We want to be able to do for all of you Americans, give you back $1,000 bucks, like she's been able to give back money to her folks back there.

I counted on 4 separate occassions that Biden mentioned a $4 billion tax cut for ExxonMobil. There is, of course, no special tax cut for ExxonMobil being called for by John McCain. Rather, McCain is seeking to reduce the corporate tax rate, currently the second highest in the world, which would benefit all corporations, ExxonMobil among them. Why ExxonMobil has become the liberal bogeyman I am not sure. Indeed, the company already pays $4,000 in tax every second -- I guess that isn't enough for some people.

Then Biden says that he supports taking money from oil companies and transferring it to Americans in the form of $1,000 checks -- from those according to their ability to those according to their need. Absolutely disgusting. He also adds this:

We believe -- Barack Obama believes by investing in clean coal and safe nuclear, we can not only create jobs in wind and solar here in the United States, we can export it.
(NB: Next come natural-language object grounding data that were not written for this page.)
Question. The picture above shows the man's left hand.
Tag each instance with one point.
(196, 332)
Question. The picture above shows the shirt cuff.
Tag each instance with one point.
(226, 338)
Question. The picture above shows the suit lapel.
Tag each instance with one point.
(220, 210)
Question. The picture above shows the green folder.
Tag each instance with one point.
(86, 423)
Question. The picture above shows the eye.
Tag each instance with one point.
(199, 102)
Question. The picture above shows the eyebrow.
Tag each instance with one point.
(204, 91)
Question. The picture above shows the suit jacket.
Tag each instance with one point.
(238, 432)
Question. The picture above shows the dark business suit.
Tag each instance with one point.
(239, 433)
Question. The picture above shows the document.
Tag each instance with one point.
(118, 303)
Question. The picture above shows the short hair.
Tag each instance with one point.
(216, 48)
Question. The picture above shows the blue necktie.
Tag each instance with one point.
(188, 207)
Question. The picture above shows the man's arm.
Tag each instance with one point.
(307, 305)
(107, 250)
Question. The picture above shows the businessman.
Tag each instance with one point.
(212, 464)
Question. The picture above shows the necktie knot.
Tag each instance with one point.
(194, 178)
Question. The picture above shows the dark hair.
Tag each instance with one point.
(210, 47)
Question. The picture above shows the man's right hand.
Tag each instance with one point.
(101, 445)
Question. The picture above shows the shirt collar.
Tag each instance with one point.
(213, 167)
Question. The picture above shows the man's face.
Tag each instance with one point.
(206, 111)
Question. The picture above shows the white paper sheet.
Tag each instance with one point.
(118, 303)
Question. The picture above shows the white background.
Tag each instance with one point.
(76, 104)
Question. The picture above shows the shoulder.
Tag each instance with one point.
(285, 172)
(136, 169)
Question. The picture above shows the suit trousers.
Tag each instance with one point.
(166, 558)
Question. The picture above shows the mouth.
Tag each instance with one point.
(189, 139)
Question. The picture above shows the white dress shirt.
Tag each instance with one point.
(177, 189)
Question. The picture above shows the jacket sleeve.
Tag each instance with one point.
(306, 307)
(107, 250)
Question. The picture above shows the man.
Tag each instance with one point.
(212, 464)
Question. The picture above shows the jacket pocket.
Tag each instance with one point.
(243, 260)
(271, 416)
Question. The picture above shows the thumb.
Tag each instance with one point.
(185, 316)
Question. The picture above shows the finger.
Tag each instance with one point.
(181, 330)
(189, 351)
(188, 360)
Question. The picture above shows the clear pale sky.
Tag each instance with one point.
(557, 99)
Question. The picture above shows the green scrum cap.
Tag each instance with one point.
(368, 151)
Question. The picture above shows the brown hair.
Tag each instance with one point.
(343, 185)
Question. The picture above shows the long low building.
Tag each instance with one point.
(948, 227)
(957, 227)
Biden must have a huge ego if he thinks that him and Obama together can pick the winners in the alternative energy sector better than the marketplace. Why should government be "investing" (read: spending) money here at all? If it makes sense then profit-seeking investors (i.e. greedy people) will support such technology without government help and make some money off of it.

Palin: You know what I had to do in the state of Alaska? I had to take on those oil companies and tell them, "No," you know, any of the greed there that has been kind of instrumental, I guess, in their mode of operation, that wasn't going to happen in my state.

...We're circulating about $700 billion a year into foreign countries, some who do not like America -- they certainly don't have our best interests at heart -- instead of those dollars circulating here, creating tens of thousands of jobs and allowing domestic supplies of energy to be tapped into and start flowing into these very, very hungry markets.

Energy independence is the key to this nation's future, to our economic future, and to our national security. So when we talk about energy plans, it's not just about who got a tax break and who didn't. And we're not giving oil companies tax breaks, but it's about a heck of a lot more than that.

The gratuitious oil company bashing does little to differentiate Palin from Biden, while the talk of energy independence is pure fantasy. We should simply, like all products, buy them where its cheapest. To engage in any other policy is to make ourselves poorer.

Update: Reason: Poor Gordon Gekko.

1 comment:

Josh said...

I resent this:

Washingtonians since people here are monolithically Democratic

I agree with the rest of your analysis. I also think the Governor wasted an opportunity to show-up Biden regarding the "wind-fall" profit tax. What she did in Alaska is not at all like what Obama wants to do.